>...because it implies that the neural network has to understand object identity...

mnowicki · on Feb 5, 2020

they don't need to know the formulas or mathematical logic behind physics, but 5 year olds do have a working model of physics in their head. And AI wouldn't need to know the actual formulas either, but it would need some working model that owuld allow it to differentiate between those

tachyonbeam · on Feb 5, 2020

That's right. It has to understand how objects move, and the boundaries between objects, what's part of a given object and what isn't, as well as how a given object will be affected by light when moving, shadows, etc. This is difficult to learn from data, even if you have a lot of it.

sangnoir · on Feb 5, 2020

> It has to understand how objects move[1], and the boundaries between objects[2], what's part of a given object and what isn't[3], as well as how a given object will be affected by light[4] when moving, shadows, etc. This is difficult to learn from data, even if you have a lot of it.

Each one of the items you've listed has been severally accomplished by ML to varying levels of success (baseline being "workable", and more progress is being made.) I probably would have found better references had I spent longer than 5 minutes searching

1. https://www.youtube.com/watch?v=AGm3hF_BlYM

2. https://www.theverge.com/2019/12/9/20999646/google-arcore-au...

3. Same as 2 :-). AR Occlusion requires both. Additionally many recent phones use ML models to fake depth-of-field; boundary between foreground objects has to be detected

4. Also see 2; Augmented Reality is hard. bonus: https://www.awn.com/animationworld/how-klaus-uniquely-combin...

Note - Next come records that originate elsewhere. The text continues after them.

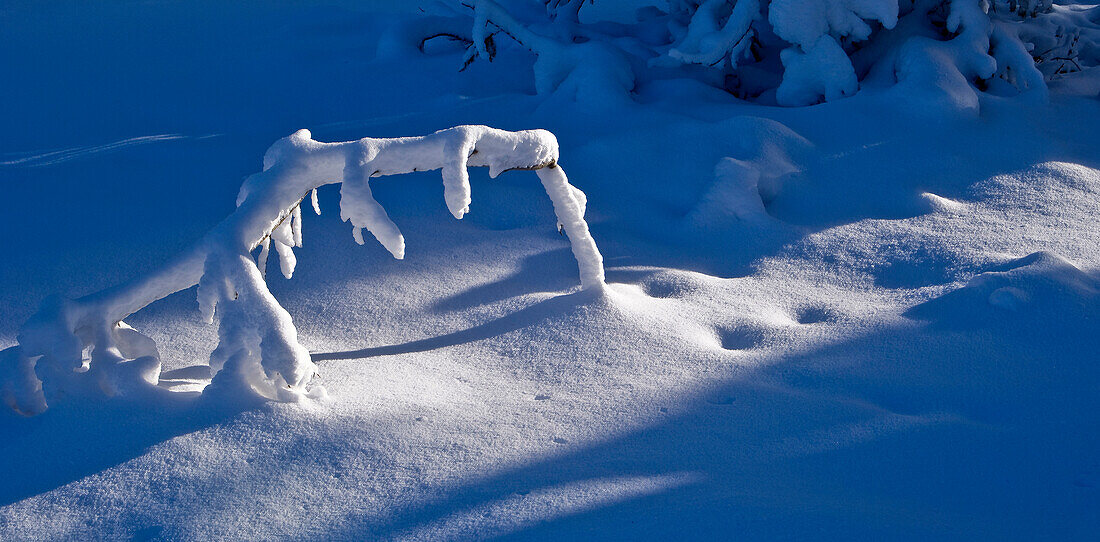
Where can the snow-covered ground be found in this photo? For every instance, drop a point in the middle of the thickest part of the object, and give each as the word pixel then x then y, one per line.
pixel 901 345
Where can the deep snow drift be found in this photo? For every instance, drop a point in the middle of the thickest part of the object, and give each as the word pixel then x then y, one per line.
pixel 873 318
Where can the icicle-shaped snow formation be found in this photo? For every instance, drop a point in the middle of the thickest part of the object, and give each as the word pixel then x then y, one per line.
pixel 259 351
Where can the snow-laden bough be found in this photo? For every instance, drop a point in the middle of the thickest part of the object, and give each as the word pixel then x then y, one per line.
pixel 83 347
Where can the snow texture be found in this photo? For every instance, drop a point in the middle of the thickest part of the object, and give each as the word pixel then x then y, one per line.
pixel 872 318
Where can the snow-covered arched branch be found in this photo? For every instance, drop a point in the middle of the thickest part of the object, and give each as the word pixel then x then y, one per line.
pixel 259 350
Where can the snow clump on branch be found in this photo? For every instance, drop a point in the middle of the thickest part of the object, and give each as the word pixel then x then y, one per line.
pixel 257 352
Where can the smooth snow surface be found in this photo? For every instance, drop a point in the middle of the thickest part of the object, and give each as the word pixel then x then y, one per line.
pixel 872 319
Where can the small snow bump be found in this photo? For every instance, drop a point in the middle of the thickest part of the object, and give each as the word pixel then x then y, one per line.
pixel 939 203
pixel 1008 298
pixel 815 314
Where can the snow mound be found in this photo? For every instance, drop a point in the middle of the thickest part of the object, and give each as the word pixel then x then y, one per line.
pixel 1041 286
pixel 746 181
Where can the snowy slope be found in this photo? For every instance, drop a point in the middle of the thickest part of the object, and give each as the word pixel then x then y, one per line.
pixel 901 344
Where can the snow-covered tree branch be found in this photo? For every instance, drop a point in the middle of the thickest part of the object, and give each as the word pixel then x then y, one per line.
pixel 792 52
pixel 257 350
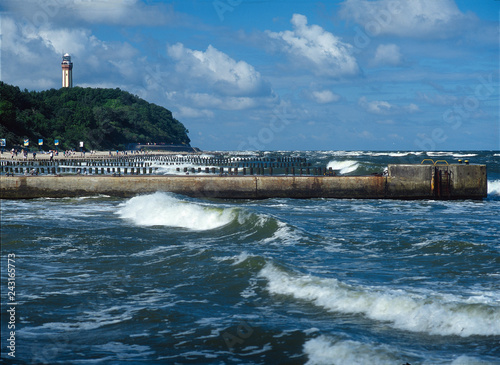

tachyonbeam · on Feb 5, 2020

I work in deep learning research. In my opinion, pose estimation with one human centered in a frame is nowhere near the level of difficulty of constructing an accurate model of a complex a scene with multiple people and moving objects of various sizes. For instance, it wouldn't be so hard to detect that there is a train in this video, but to do upscaling correctly, you need a 3D model of this specific train. Yes, there exist deep learning models that try to do 3D reconstruction, and so far, I haven't seen anything that works robustly. Combining this information with an upscaling model is another challenge. It's not as easy as just plugging components together.